[proofplan]
The proof has four stages. First, recall the Whitney $C^1$ condition and import (as standard external lemmas) the Whitney decomposition of $\mathbb{R}^n \setminus K$ and a smooth partition of unity subordinate to it. Second, build local first-order polynomial approximants $P_j$ on each Whitney cube using the data $(f, d)$ at carefully chosen reference points $x_j \in K$. Third, define $\tilde f$ piecewise on $K$ and on $\mathbb{R}^n \setminus K$, and prove that $\tilde f \in C^\infty(\mathbb{R}^n \setminus K)$ via a per-point reference index $i = i(x)$ whose choice does not affect the formula's value because $\sum_j \nabla \psi_j = 0$. Fourth, prove that the partial derivatives extend continuously to $K$ with boundary value $d$, using the key estimate $|P_i(x) - P_j(x)| = o(\ell(Q_i))$ between adjacent cubes, derived from the Whitney remainder.
[/proofplan]
[step:State the Whitney $C^1$ condition and import the Whitney decomposition]

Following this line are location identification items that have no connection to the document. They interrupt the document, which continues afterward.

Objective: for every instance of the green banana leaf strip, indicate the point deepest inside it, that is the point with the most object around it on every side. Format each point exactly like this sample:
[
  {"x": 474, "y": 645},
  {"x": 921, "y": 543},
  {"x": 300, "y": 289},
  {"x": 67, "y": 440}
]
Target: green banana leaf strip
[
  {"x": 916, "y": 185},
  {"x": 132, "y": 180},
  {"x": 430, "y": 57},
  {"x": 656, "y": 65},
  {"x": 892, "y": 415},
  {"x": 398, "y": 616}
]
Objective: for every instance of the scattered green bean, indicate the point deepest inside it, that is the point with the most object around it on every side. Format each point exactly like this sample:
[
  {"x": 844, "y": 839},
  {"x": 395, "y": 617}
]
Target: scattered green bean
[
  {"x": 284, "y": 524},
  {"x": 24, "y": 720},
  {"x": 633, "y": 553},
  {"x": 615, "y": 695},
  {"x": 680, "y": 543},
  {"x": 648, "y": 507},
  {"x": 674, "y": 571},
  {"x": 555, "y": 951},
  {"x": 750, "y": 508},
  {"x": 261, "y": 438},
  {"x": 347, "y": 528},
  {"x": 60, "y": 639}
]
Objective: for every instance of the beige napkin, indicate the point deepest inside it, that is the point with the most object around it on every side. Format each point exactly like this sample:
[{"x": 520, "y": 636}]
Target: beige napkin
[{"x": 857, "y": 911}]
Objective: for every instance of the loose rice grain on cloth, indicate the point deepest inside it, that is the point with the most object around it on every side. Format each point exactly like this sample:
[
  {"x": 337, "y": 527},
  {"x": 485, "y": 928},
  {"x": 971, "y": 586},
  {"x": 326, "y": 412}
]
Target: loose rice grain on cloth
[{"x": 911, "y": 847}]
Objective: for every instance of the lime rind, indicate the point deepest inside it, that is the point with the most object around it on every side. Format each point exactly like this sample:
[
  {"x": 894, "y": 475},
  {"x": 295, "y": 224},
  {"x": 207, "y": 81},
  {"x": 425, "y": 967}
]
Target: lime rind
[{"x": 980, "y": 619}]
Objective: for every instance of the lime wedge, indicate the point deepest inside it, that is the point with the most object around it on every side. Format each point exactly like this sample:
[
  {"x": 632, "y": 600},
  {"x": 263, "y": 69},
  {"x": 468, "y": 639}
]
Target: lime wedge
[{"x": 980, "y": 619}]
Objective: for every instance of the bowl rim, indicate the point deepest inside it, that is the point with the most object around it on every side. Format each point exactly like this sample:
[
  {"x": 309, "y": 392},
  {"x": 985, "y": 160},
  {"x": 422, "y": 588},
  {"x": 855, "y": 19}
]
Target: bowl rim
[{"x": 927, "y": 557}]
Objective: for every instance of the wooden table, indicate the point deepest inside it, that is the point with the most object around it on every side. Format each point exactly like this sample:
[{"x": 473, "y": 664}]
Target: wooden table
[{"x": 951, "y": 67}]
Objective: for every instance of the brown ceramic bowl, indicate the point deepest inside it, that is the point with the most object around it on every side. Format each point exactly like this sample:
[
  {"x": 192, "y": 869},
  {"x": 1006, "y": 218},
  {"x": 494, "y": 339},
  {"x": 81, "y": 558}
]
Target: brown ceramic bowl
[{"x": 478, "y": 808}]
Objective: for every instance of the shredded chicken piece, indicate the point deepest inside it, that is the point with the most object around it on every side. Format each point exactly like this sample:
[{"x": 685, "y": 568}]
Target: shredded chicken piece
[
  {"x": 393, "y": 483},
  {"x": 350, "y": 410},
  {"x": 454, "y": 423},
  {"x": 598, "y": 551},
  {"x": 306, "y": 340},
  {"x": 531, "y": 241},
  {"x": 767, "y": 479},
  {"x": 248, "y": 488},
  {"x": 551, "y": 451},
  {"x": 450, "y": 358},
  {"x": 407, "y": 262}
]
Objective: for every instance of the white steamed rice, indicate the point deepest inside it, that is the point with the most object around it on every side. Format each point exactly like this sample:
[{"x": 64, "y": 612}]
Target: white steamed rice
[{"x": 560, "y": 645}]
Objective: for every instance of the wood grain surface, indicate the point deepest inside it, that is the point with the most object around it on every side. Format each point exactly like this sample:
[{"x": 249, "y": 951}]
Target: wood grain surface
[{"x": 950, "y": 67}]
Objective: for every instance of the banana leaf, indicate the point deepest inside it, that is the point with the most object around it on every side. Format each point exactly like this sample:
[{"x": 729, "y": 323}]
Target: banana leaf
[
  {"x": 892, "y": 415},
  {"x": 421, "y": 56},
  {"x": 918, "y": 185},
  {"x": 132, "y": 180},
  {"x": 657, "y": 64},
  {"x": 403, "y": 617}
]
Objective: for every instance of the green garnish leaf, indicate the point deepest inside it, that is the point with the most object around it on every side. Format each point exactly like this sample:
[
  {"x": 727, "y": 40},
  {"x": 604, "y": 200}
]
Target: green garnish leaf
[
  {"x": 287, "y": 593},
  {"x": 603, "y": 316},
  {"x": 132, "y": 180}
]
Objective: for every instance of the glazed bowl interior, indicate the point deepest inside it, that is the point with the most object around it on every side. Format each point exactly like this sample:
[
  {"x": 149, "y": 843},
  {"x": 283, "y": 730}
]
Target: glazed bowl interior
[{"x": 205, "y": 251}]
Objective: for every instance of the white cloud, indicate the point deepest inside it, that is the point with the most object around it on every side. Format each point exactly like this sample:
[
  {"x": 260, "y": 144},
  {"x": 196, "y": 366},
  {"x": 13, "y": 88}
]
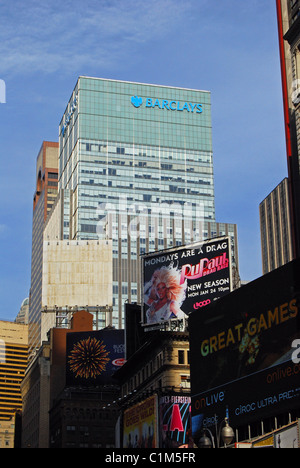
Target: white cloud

Let $K \subseteq \mathbb{R}^n$ be closed and nonempty. The functions $f: K \to \mathbb{R}$ and $d = (d_1, \dots, d_n): K \to \mathbb{R}^n$ (we write $d(a)$ for the candidate gradient at $a \in K$) satisfy the **Whitney $C^1$ condition** if the remainder
\begin{align*}
R: (K \times K) \setminus \{(a, a) : a \in K\} &\to \mathbb{R}, \\
(a, b) &\mapsto \frac{f(b) - f(a) - d(a) \cdot (b - a)}{|b - a|}
\end{align*}
satisfies: for every compact $H \subseteq K$ and every $\varepsilon > 0$, there exists $\delta = \delta(H, \varepsilon) > 0$ such that
\begin{align*}
|R(a, b)| < \varepsilon \qquad \text{for all } a, b \in H \text{ with } 0 < |a - b| < \delta. \tag{W}
\end{align*}
We call (W) the **Whitney remainder estimate**.
The construction below relies on two well-known auxiliary results from harmonic analysis, used here as black boxes.
We use the **Whitney Decomposition**: for any closed proper subset $K \subsetneq \mathbb{R}^n$, there exists a countable collection $\mathcal{Q} = \{Q_j\}_{j \in J}$ of closed dyadic cubes in $\mathbb{R}^n \setminus K$ with the following properties (see Stein, *Singular Integrals and Differentiability Properties of Functions*, Princeton University Press, 1970, Chapter VI, §1):
- (D1) $\bigcup_{j \in J} Q_j = \mathbb{R}^n \setminus K$ and $\operatorname{int}(Q_i) \cap \operatorname{int}(Q_j) = \varnothing$ for $i \ne j$.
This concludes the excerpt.